Since we know 57% of you are Windows users, sooner or later you are going to upgrade to Windows 8. For some it will be the day it is released, while for others it will be when it comes time to get a new PC. But at some point in the future you are going be in the new environment that is Windows 8.

Windows 8 will employ the Metro environment that Windows Phone uses. That means big icons on the screen and no “start” button. There will be a traditional desktop, but it won’t be used very much other than Office apps. Windows 8 will work on both Intel-based and ARM-based processors so tablets will be able to run it. Unlike the Apple ecosystem — where iOS and OSX are not the same as far as user interface — Windows 8 users will be able to seamlessly go from tablet to PC. Like Apple, however, there will be an “app store” that allows the user to buy and download vetted apps. Gone are the days of the wild west of computing, when it was hard to tell if the app you were downloading had malware in it.

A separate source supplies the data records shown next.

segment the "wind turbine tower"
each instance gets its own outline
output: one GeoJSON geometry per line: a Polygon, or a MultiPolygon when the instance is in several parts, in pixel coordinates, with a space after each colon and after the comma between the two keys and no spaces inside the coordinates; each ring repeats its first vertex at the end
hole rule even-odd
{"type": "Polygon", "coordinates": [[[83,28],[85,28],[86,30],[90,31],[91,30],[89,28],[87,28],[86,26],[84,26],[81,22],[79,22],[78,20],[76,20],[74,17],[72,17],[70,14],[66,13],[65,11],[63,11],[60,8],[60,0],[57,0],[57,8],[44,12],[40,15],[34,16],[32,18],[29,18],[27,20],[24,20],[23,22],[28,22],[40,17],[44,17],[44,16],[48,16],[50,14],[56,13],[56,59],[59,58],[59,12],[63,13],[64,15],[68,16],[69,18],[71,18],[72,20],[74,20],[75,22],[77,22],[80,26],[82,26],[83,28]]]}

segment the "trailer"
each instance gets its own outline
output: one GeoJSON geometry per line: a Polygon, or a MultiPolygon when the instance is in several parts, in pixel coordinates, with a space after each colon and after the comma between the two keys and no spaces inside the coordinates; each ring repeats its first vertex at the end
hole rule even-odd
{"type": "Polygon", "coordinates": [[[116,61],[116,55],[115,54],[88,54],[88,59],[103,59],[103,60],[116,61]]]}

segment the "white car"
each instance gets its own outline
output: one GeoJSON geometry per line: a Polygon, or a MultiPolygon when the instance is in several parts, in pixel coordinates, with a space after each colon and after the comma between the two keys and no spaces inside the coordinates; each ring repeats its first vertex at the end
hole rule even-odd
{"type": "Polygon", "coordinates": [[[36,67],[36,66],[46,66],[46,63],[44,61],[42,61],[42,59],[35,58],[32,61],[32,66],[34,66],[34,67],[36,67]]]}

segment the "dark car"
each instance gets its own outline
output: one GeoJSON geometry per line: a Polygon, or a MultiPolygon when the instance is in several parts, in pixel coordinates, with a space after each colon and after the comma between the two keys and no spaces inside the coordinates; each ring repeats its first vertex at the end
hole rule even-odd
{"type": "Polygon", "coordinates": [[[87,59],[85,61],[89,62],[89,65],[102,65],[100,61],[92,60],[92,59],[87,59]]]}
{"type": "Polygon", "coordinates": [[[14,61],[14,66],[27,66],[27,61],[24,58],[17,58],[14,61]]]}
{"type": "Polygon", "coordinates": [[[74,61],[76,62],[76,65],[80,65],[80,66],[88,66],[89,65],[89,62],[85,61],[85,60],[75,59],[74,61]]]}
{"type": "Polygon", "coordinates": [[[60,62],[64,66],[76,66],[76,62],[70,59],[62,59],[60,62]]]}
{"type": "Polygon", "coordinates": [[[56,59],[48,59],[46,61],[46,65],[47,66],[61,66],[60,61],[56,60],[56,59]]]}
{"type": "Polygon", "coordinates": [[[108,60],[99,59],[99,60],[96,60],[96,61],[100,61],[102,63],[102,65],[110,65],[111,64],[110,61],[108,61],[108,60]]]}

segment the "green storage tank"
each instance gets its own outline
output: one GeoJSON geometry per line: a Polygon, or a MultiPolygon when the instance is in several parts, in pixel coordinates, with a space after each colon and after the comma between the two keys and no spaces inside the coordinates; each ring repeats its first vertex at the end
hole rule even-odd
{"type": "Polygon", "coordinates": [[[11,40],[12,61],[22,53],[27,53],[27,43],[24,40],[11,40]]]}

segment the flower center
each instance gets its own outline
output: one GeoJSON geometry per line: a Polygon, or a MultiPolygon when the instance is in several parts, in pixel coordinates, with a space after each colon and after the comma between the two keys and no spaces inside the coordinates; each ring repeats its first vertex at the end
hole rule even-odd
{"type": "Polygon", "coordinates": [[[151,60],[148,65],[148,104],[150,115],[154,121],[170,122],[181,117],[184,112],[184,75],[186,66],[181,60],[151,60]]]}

If you are like me you will have the new version of Windows the day it comes out.  And if you are an early adopter Microsoft has made it easier than ever to get a head start on learning the new version of Windows. With that in mind, here are some ways you can get your hands dirty with Windows 8.

Download the Consumer Preview

The consumer preview of Window 8 is what you’ll want to download. Simply choose between the 64 bit or 32 bit version and start downloading. This download is about 2 gigs, so it might take a while depending on your connection speed. You’ll notice that the download will come in ISO form, so if you are a Windows 7 user you can burn the ISO file onto a DVD as a disk image.

Install in a Virtual Box

If you do not have a spare PC laying around, I strongly recommend you install the consumer preview in a Virtual Box install. Windows 8 Consumer Preview is nearly finished, but it still a beta version of the finished result so there will be bugs. Installing on a production machine runs the risk of losing data. Virtual Box is free and fairly easy to use. Since you’ll be using Windows 8 in a virtual environment, you’ll notice some lag (and maybe graphics issues). But you’ll get more or less the full effect of the new operating system. If you have more than one monitor you can run your virtual Windows 8 on one of the monitors in full screen and still be able to use your older version of Windows. There are also more uses for using a virtual machine that we’ve told you about in the past here at Lifehack. So it’s not a bad idea to know how to use virtual machines.

Install on a Spare PC

Any PC that will run Windows 7 will run Windows 8. So if you have a computer lying around that is not mission-critical for you, back up your data and format and install Windows 8. This is truly the best way to experience Windows 8 — but, that said. most of us don’t have a computer that is not mission-critical.

Windows 8 will change the way we think about operating systems. It is wise to get a head start on learning if you can — and the Windows 8 Consumer Preview is the best way to do that.